The Price of Jackson

The chance conjunction on this blog of a post about the death of Professor  J.D. Jackson with another about the greed of academic publishers caught the attention of one Ian Jackson (son of the aforementioned Professor) and prompted him to forward me some correspondence between his father and the publisher of the famous textbook, Classical Electrodynamics (published by John Wiley & Sons).

I won’t copy it all here, but here is an excerpt:

The Letter of Agreement of 1996 stipulates that Wiley should not increase the net price more than 5% in any two year period with the author’s permission. A month or so ago I found out from the physics Editor that the US net price was $87, a big jump from the last number I knew. By knowing that the list price is closely 1.3 times the net, I could look at my records of the single copy list price on Wiley’s web site to find that they had increased the price by 5% at least once and probably twice beyond what was permitted by our agreement. I wrote a strong letter, citing chapter and verse about their obvious violation.

John David Jackson was obviously a generous man: the royalties for this book were divided among his four children (including my correspondent Ian). He goes on to add in a letter to all four of them, after the publishers agreed to reduce the list price:

Sorry to be keeping your royalties in check, but I was thinking of the poor students who are paying 1.3 x $82 = $106.60.

They do keep the book for the rest of their lives, so perhaps it is an OK investment.

I don’t remember how much I paid for my copy, but I don’t begrudge the amount because it’s an excellent book. You should always remember, however, that the author of a textbook typically only gets a small percentage (usually~10% ) of the net receipts.

The correspondence sent by Ian includes this hand-drawn graph by the late Professor Jackson:


It seems Professor Jackson shared my (low) opinion of academic publishers!

For the record, my textbook on Cosmology (co-authored with Francesco Lucchin) was also published by Wiley. A representative of the publisher explained to me that their pricing strategy involved trying to keep the revenue constant in time, so that as sales went down the price went up. My book is now very much out of date so I can understand why the sales have fallen off, but I find it hard to believe that the same is true of an enduring classic.
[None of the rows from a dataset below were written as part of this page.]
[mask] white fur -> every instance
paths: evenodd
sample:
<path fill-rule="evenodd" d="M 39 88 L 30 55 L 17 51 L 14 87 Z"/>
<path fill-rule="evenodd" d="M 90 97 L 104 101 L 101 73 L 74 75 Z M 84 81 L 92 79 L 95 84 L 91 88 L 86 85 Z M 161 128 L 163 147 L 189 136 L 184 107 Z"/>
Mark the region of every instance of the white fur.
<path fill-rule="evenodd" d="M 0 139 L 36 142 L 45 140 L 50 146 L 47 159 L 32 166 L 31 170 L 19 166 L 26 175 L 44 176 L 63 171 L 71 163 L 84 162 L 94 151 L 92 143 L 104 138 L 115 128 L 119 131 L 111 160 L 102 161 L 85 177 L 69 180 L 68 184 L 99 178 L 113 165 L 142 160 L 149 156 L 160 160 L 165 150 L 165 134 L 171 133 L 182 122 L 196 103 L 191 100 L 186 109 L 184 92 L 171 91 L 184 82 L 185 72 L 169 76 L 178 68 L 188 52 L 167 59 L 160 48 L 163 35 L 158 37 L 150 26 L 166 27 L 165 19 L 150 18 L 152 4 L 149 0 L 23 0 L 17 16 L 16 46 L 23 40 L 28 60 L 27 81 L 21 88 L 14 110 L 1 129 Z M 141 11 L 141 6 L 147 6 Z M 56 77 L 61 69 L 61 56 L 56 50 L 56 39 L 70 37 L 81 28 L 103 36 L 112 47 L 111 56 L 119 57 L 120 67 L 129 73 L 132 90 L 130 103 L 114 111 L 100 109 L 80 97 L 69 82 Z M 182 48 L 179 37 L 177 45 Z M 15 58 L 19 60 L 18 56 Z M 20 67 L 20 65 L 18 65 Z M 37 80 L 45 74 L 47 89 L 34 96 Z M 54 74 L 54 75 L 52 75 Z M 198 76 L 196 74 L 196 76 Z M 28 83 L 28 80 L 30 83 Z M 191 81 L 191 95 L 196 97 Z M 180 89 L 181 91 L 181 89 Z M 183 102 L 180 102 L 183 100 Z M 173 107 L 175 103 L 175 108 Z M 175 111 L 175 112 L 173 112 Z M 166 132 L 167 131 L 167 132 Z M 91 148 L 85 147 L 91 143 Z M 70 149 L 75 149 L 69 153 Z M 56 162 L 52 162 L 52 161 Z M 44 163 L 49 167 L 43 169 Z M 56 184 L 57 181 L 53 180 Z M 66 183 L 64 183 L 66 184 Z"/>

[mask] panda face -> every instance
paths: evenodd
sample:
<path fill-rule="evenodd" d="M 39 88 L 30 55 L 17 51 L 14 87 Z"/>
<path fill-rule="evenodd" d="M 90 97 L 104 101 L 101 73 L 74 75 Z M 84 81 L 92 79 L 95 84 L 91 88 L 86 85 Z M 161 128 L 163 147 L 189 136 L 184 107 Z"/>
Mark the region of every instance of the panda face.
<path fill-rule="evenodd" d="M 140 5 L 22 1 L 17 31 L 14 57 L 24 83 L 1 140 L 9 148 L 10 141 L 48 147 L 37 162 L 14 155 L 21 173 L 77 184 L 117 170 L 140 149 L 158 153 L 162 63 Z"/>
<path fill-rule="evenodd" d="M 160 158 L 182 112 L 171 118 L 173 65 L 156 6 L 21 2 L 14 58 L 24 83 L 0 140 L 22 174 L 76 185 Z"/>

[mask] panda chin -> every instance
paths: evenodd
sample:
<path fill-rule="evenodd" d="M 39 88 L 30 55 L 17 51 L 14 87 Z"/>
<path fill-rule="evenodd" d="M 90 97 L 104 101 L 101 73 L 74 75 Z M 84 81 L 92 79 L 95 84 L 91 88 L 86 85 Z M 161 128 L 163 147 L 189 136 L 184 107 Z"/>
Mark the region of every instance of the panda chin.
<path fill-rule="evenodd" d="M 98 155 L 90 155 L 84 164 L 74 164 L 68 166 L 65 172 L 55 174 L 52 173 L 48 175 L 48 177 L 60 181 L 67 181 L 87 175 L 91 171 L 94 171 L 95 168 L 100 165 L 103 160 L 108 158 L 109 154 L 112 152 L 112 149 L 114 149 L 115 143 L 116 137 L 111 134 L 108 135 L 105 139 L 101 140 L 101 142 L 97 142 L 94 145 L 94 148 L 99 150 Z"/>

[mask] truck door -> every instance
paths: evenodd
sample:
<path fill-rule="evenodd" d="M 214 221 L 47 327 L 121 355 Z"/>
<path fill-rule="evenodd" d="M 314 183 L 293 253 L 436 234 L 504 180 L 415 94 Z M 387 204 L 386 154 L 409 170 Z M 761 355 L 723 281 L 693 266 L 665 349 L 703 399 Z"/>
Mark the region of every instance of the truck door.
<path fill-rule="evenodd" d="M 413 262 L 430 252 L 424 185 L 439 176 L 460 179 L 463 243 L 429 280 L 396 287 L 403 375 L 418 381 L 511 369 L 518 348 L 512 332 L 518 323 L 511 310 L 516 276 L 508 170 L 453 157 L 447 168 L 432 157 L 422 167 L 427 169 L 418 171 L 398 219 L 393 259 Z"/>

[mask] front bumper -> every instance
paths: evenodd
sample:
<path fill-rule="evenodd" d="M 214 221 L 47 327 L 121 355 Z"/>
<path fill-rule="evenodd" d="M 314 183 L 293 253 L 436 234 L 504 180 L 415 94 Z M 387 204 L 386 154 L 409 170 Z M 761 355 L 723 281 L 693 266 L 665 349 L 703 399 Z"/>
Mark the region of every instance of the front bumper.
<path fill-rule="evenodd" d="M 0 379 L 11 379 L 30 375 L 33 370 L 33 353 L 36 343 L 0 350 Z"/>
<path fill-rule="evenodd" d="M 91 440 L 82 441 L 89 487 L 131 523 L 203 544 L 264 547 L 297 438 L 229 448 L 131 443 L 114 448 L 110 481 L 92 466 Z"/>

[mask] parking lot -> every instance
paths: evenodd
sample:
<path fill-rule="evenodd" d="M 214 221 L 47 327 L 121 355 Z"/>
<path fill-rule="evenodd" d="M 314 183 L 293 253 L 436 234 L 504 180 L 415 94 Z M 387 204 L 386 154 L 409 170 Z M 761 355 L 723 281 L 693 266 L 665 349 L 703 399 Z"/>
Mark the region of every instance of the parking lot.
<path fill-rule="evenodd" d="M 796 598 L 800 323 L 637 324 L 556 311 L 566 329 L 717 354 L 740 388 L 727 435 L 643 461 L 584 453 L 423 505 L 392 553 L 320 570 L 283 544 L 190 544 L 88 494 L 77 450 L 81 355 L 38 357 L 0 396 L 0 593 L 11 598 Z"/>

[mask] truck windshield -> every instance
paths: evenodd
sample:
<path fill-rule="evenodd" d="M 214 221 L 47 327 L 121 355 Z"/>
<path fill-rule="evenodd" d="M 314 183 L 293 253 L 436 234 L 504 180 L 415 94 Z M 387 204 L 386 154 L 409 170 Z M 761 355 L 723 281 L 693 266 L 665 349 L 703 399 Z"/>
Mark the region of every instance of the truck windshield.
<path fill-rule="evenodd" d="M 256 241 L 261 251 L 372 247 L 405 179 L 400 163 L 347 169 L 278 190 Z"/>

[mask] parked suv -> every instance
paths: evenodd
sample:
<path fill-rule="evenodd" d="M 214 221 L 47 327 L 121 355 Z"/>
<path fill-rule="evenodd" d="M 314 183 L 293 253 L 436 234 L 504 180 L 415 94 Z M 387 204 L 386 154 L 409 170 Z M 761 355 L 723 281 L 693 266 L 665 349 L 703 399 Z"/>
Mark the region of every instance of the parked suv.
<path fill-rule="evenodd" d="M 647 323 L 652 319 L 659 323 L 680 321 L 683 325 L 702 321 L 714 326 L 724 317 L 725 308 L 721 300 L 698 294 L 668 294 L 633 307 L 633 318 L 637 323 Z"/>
Professor Jackson seems to have agreed; he described Wiley’s pricing strategy as “gouging”…

17 Responses to “The Price of Jackson”

  1. Academic-book publishing is quite different from academic-journal publishing.

  2. “You should always remember, however, that the author of a textbook typically only gets a small percentage (usually~10% ) of the net receipts.”

    The word “net” might be confusing here. It doesn’t mean that the author gets ten per cent and the publisher gets 90 per cent. Typically an average author might get 10 per cent of the cover price. The other 90 per cent covers not only profit for the publisher but also the costs involved, which for a properly produced paper book are considerably higher than for an online journal (or one which is accessed mostly online).

    If “net” means “income minus costs”, then the author gets considerably more than 10 per cent. (Of course, in terms of tax, this is gross and not net.)

    • Most authors of academic books don’t earn near enough from sales to live on, because not that many are sold. One has to write many books and/or have some high-selling books, to make a living as an author. Hence, most authors of academic books have a day job (or, in the case of observational astronomers, perhaps a night job).

      There are exceptions, of course, such as Peter Atkins’s Physical Chemistry. The advantage of writing books about things one knows is that one can do it anywhere. Isaac Asimov famously wrote in his attic, wearing only underwear (why not even less, I don’t know), with all windows darkened. Arthur C. Clarke moved to Sri Lanka in 1956. Peter Atkins said “One can write books like mine on a desert island. In fact, I do.”

  3. Anton Garrett Says:

    I paid 17.25 pounds for my copy of the 2nd edition (red) sometime around 1980. That sum was written in pencil at the top of the first right-hand page, and I did not erase it.

  4. Anton Garrett Says:

    JDJ was optimistic re inflation…

  5. I bought a red copy of Jackson in the late 1980s. My guess is that it cost about CDN$60. At that time textbooks were much cheaper in the UK than in North America — I remember buying a (softcover) copy of Goldstein in London for half the price I would pay in Canada.

    • Anton Garrett Says:

      If ever a book went downhill between first and second edition it was Goldstein’s Classical Mechanics.

  6. Paul Stevenson Says:

    In Blackwell’s in Oxford about a month ago, I chanced to pick the copy of Jackson that they had off the shelf to check the price. They were selling it for the UK list price of >£200. Ugh.